よくも悪くもないといいますかまァ景気も同じわけでして、みんな相も変わらずの猫さま頼りですな、 ええ機嫌を損ねてはいけませんアレは、だからマタタビ・・・・・
オツカイが話すときには必ず語尾が消えてゆくので、それ以上聞きとれなかったあたしはとりあえずいつものようにちいさな咳だけを、した。
あら何よ、来るなら来るって言いなさいよ
わかってたらバニラゴーフルぜんぶ持ってきてあげたのに、ハナさんの声が聞こえてオツカイは手に入るはずだった宝物をいっぺんに穴へ落っことしてしまったような目をしてから、 部屋の中を泳がせた。 あたしはオツカイの星の話がとても好きなのだったが、ハナさんのことが少し苦手なオツカイはそこで口ごと顔をすぼめてしまう。
今回も全部要らない、ですってよ
ハナさんがきっぱりと告げながら、 励ますみたいにオツカイの頭をバシバシ叩く。あたしも、タバコをはさんで足首をかいていた手をぽんと肩においた。
また来てよ。誰にでも、そういうこと、あるよ
そうよ、私なんてもう3年も同じお給料なんですからね
オツカイは、はいと小さな声で答えて金魚の風呂敷を包みなおし、 入り口で一度ていねいにおじぎをした。それを見るとあたしもハナさんも送ってあげたくなったのだけれど、 二人とも地球を出たくはないので諦めた。向いてないのよね、営業、ハナさんが言い、向いてない、あたしも言う。

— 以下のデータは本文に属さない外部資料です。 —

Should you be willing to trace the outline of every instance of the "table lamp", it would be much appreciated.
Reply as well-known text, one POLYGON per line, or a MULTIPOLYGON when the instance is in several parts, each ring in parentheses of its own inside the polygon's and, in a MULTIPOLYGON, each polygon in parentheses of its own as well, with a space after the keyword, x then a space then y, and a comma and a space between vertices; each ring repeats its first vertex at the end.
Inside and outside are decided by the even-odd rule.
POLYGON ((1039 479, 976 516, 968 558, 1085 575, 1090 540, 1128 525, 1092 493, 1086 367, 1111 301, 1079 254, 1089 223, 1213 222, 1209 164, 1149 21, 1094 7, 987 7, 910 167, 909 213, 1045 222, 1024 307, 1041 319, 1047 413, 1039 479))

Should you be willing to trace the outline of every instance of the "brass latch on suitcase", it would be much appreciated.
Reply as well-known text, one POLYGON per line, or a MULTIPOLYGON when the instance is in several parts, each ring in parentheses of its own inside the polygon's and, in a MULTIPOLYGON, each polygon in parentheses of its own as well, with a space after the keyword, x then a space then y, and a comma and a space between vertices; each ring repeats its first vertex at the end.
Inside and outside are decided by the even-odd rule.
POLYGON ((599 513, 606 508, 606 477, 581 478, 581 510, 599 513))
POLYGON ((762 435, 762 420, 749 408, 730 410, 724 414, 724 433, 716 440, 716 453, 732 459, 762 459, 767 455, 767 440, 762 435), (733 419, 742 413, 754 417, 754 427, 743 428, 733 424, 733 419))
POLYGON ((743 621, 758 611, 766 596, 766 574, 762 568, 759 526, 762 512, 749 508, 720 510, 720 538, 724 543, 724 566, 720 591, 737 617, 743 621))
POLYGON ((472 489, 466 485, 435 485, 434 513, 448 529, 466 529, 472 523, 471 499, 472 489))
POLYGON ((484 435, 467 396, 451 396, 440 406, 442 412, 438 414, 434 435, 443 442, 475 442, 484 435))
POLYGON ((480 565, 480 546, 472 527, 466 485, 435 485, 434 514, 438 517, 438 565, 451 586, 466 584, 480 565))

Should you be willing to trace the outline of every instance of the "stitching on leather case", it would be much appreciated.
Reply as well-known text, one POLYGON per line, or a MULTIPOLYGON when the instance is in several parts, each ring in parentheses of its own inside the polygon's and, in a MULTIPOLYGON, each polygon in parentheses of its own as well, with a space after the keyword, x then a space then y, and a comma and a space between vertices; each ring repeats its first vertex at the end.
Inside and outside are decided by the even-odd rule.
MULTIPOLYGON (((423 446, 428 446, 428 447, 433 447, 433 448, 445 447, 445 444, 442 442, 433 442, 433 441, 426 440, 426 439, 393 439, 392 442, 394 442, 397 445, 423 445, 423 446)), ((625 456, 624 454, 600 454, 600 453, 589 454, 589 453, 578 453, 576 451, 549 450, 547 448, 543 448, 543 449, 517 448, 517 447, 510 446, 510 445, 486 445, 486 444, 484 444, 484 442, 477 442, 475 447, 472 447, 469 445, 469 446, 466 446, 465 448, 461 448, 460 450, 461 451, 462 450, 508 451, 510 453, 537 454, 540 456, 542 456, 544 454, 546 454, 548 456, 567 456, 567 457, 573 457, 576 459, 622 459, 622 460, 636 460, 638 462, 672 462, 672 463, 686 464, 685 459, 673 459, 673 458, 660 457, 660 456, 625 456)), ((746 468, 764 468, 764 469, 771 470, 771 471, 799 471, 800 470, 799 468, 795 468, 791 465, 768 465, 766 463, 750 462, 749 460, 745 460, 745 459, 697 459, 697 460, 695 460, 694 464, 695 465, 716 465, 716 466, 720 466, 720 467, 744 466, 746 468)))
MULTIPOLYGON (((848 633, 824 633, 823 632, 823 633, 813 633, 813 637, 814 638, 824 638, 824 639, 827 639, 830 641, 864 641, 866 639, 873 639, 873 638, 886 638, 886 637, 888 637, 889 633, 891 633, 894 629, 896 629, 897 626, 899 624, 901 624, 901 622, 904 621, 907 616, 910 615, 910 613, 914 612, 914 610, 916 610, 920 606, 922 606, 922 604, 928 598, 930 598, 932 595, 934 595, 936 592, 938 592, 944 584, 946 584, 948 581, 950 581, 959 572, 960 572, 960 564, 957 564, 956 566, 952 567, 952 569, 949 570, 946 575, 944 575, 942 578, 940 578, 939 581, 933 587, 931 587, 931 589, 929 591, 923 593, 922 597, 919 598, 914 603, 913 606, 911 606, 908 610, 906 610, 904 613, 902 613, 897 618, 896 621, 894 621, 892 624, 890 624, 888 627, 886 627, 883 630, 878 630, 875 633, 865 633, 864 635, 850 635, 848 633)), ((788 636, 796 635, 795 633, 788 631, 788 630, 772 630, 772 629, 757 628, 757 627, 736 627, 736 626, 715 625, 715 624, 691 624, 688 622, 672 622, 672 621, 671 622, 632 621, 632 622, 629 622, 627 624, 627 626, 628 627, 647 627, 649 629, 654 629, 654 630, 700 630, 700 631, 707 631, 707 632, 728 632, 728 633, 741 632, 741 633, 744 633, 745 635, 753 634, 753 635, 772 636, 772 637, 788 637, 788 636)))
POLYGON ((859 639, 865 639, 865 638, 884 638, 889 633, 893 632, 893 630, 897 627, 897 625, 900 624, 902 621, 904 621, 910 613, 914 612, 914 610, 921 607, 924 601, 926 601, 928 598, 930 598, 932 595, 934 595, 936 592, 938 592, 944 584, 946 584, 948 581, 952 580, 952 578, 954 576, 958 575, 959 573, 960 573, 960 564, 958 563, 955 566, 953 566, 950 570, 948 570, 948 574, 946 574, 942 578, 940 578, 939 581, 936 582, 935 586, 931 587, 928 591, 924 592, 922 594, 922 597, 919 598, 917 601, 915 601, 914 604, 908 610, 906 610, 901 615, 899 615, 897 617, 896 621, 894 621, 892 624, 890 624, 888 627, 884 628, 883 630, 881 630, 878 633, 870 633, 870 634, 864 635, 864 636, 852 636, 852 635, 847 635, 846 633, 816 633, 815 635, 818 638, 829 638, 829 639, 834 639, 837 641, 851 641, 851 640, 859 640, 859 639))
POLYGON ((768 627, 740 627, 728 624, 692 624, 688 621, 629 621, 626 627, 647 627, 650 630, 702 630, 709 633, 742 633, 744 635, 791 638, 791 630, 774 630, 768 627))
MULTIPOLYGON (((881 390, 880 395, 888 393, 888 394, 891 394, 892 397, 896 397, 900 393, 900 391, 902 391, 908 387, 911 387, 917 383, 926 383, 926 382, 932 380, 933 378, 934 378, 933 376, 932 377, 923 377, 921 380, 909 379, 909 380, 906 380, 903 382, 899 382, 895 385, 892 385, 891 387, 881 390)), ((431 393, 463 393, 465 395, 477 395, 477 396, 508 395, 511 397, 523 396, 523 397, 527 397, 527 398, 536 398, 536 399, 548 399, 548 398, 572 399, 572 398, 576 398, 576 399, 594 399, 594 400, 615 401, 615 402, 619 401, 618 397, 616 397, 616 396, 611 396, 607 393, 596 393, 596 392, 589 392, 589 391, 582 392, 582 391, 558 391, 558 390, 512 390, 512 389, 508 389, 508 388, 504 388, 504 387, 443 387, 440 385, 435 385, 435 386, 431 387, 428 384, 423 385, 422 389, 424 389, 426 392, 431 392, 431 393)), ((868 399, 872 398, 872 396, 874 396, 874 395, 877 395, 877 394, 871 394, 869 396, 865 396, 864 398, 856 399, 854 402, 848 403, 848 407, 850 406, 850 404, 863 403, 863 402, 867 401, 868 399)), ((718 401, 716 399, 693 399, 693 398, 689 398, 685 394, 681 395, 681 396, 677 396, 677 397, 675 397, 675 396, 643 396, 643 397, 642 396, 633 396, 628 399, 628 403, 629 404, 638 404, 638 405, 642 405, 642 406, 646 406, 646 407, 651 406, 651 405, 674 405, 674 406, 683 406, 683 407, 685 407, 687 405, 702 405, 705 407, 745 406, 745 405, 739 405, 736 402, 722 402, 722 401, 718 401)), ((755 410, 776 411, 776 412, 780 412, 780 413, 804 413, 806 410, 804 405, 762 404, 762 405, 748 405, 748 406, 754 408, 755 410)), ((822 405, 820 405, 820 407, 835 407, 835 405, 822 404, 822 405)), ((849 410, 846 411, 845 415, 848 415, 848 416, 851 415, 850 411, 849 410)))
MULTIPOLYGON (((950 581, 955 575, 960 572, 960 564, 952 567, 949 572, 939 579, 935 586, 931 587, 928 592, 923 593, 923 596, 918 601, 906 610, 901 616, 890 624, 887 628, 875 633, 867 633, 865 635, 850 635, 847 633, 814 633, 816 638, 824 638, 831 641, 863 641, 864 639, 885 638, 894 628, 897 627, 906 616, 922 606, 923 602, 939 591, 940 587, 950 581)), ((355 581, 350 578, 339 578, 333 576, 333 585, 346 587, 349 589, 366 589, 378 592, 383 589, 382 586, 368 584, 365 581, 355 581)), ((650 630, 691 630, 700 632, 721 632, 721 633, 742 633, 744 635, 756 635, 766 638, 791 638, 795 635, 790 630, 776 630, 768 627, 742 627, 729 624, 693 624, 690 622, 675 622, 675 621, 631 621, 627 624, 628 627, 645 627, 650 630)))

けど、映画を観ても頭痛にならない薬は、ちょっとよかったな。
今度、個人で買ってあげる?
提案してみるとハナさんは、じゃァ私は発狂目薬ね、と腕を組んで重々しく答えた。 ハナさんが何のために発狂したいのかは知らないけれど、あたしは黙って頷き、オツカイの船がぴかぴか飛び立っていくのを目だけで空に見送っていく。